Checkers is a two-person board game in which each player tries to get rid of all the other player’s playing pieces in order to win. There are 24 playing pieces in all, 12 for each player, and each player’s chess color pieces are different from their opponents. Usually one player’s pieces are black while the other player’s is white. The playing field is a square board with 64 squares that are an even number of dark and light colored; the same colors are not next to each other.
- At the start of the game black player goes first.
- Each player takes turn to make a move
- There are two types of moves, a regular move and a capture move:
- On regular move a piece moves forward one square diagonally to an adjacent empty square.
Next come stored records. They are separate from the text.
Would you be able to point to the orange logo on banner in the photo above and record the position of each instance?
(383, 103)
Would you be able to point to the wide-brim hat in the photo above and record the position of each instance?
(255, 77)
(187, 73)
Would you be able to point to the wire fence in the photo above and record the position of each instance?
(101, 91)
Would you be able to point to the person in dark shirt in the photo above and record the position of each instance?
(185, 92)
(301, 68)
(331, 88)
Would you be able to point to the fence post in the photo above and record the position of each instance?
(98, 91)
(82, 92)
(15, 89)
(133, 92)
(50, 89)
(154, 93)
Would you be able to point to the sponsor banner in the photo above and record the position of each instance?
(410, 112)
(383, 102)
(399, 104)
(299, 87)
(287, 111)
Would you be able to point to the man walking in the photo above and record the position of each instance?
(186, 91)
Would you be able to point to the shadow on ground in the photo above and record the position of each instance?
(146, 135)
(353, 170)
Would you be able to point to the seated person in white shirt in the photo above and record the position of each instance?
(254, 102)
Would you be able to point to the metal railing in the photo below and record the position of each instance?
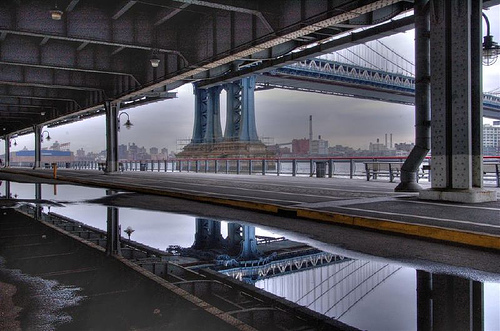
(347, 167)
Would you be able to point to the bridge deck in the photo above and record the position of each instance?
(372, 205)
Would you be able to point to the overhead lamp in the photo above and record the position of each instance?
(155, 60)
(491, 49)
(128, 125)
(48, 136)
(56, 13)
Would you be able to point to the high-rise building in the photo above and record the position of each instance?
(491, 138)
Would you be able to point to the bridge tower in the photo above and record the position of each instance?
(240, 134)
(208, 234)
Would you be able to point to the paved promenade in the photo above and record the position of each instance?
(355, 202)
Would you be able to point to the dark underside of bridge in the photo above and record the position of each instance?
(55, 71)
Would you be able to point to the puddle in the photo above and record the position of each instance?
(367, 294)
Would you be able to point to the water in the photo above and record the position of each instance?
(367, 294)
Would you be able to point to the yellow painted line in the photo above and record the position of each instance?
(424, 231)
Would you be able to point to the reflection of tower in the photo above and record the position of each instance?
(310, 134)
(113, 230)
(241, 242)
(446, 302)
(208, 235)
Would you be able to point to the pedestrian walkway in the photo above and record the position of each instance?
(371, 205)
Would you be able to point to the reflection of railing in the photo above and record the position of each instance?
(279, 267)
(334, 289)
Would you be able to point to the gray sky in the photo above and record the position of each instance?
(280, 114)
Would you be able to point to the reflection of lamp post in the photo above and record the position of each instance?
(48, 136)
(127, 124)
(491, 49)
(129, 231)
(56, 13)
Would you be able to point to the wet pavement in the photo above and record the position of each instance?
(372, 205)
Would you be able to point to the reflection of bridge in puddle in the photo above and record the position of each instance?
(327, 283)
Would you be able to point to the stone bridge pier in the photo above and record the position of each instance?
(240, 137)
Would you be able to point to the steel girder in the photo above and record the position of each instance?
(100, 50)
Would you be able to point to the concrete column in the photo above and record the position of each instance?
(424, 301)
(38, 145)
(248, 130)
(113, 245)
(409, 170)
(200, 115)
(111, 136)
(7, 151)
(249, 249)
(213, 132)
(454, 83)
(7, 189)
(38, 197)
(233, 106)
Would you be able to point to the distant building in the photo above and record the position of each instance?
(377, 148)
(491, 138)
(122, 152)
(339, 150)
(48, 156)
(319, 147)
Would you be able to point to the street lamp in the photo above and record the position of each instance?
(491, 49)
(128, 231)
(56, 13)
(155, 60)
(48, 136)
(127, 124)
- On capture move a piece can jump over and capture an opponents piece if the square across is an empty square. The player can capture multiple times in one turn.
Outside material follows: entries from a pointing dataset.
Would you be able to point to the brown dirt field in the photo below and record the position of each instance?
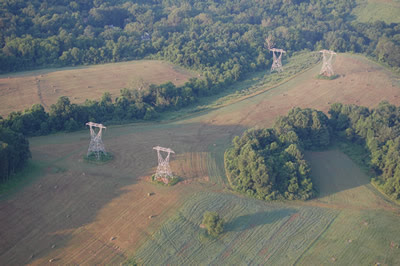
(72, 216)
(22, 90)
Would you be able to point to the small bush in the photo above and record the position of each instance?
(328, 78)
(103, 158)
(171, 181)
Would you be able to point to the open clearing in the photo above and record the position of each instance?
(22, 90)
(78, 213)
(374, 10)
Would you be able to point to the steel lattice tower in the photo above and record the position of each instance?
(327, 69)
(277, 64)
(96, 145)
(163, 169)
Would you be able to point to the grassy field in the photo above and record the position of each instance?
(22, 90)
(255, 233)
(80, 213)
(374, 10)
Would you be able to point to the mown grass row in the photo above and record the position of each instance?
(255, 233)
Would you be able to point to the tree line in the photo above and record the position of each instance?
(378, 130)
(223, 39)
(14, 152)
(269, 163)
(131, 105)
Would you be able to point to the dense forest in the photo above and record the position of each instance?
(131, 105)
(14, 152)
(224, 39)
(269, 163)
(379, 131)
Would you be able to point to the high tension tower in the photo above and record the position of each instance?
(163, 170)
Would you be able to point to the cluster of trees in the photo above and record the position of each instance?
(14, 152)
(131, 105)
(225, 39)
(379, 130)
(269, 163)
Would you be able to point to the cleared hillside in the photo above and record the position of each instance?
(378, 10)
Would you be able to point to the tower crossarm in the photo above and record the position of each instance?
(158, 148)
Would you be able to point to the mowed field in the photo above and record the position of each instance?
(79, 213)
(22, 90)
(374, 10)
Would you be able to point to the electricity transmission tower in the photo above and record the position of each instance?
(277, 64)
(96, 145)
(327, 69)
(163, 169)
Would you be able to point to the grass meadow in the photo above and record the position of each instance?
(72, 212)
- If a piece can be captured then it must be captured, it is not an option. If multiple pieces can capture on the same turn then the player can chose which piece to capture with (this also applies to consecutive captures).
- If a piece reaches the back row of the opponent it promotes to a King.
- All the previous rules apply to the king but it can also move backwards diagonally.
- A player can win the game by capturing all of their opponents pieces.
- If any one player reaches a board state in which they have no legal moves on their turn, then the player with the most amount of pieces wins. If they have the same amount of pieces then its a draw.